Вдруг послышались шаги. Андрей и Анна остановились и посмотрели в ту сторону, откуда слышался шорох. И тут Андрей, как поражённый, пошатнулся, протягивая обе руки навстречу приближающемуся старцу, опирающемуся на трость.
— Андрей, смотри, какой гость к тебе идёт! — крикнул Козима, которого Анна только сейчас заметила. Уже казалось, что Андрей упадёт в объятия отца, но он сделал ещё два шага, и взглянул в сторону, на кустарник, и нечленораздельный звук вырвался из его вздымающейся груди. Кусты раздвинулись, и из них вышел ещё один человек.
— Отмар, это я! Неужели ты меня не узнаёшь? — воскликнул звонкий молодой голос.

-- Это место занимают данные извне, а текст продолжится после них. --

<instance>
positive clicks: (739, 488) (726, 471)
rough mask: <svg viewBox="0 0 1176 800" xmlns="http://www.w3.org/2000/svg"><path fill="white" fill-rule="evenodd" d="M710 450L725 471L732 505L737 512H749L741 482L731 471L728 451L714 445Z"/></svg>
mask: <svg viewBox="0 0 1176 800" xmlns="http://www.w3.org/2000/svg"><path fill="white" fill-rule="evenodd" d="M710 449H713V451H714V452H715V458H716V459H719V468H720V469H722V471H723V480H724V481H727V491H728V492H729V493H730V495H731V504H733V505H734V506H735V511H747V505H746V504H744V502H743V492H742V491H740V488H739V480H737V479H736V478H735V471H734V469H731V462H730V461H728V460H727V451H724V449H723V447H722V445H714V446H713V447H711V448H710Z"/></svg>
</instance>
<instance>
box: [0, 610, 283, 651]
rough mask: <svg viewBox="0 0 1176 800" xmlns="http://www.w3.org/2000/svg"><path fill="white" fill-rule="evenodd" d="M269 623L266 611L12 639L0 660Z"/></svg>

В этот момент лицо Андрея посинело.
— Эдуард! — вырвалось из его доселе немых уст. Глаза его закрылись, голова повисла, и если бы не Козима, Андрей рухнул бы на землю. Но любящие руки подхватили его и осторожно опустили на мягкую траву.
— Отмар, сын мой, посмотри на меня, — плакал отец.
— Проснись, дорогой мой! — взывал бывший его ДРУГ.
В стороне стояла Анна, глядя на казавшееся безжизненным тело Андрея. Посмотрев на Козиму, она испугалась выражения его лица. О, если Андрей сейчас умрёт, тогда он будет главным виновником его смерти.
Нет, только не это! Вся радость Анны исчезла. Она подошла к Козиме, положила свою руку ему на плечо и сказала:
— Отнесите его на мельницу, мы приведём его в чувство.
Козима схватил её руки, как утопающий хватается за соломинку. Пришедшие смотрели на неё, но никто не спросил, кто она и что ей здесь нужно. Присутствовавшие просто повиновались ей. Хорошо, что до мельницы было недалеко…
К вечеру в Зарошье все уже знали, что к Андрею приехали гости — отец и друг и что это посещение так его потрясло, что он упал в обморок. Друг тотчас поехал за врачом. К счастью, врач встретился им по дороге.
Когда они приехали на мельницу, Андрей лежал всё так же неподвижно, не открывая глаз, но он был жив. Казалось, что жизнь в нём медленно угасает. Анна страдала вместе со всеми — с Козимой из-за его разрушенного плана и надежды, с отцом Андрея, жалобы которого разрывали её сердце.
— Отмар! Отмар, сын мой единственный! Прости своего несчастного отца!
Ах, зачем я согласился так с тобой поступить! Да, ты заговорил, но какой ценой! О, что я буду делать, если ты умрёшь?!
— Он не должен умереть, господин мой, — осмелилась возразить Анна. Но отец грубо оборвал её:
— А кто его воскресит?
— Бог, Иисус Христос, в Кого он теперь верит. Я молюсь, господин, и верю, что Он вашего сына спасёт. Если и вы Его об этом попросите, Он это сделает, — сказала Анна.
— Ах, молитесь вы, молитесь! — умолял отец в большой скорби.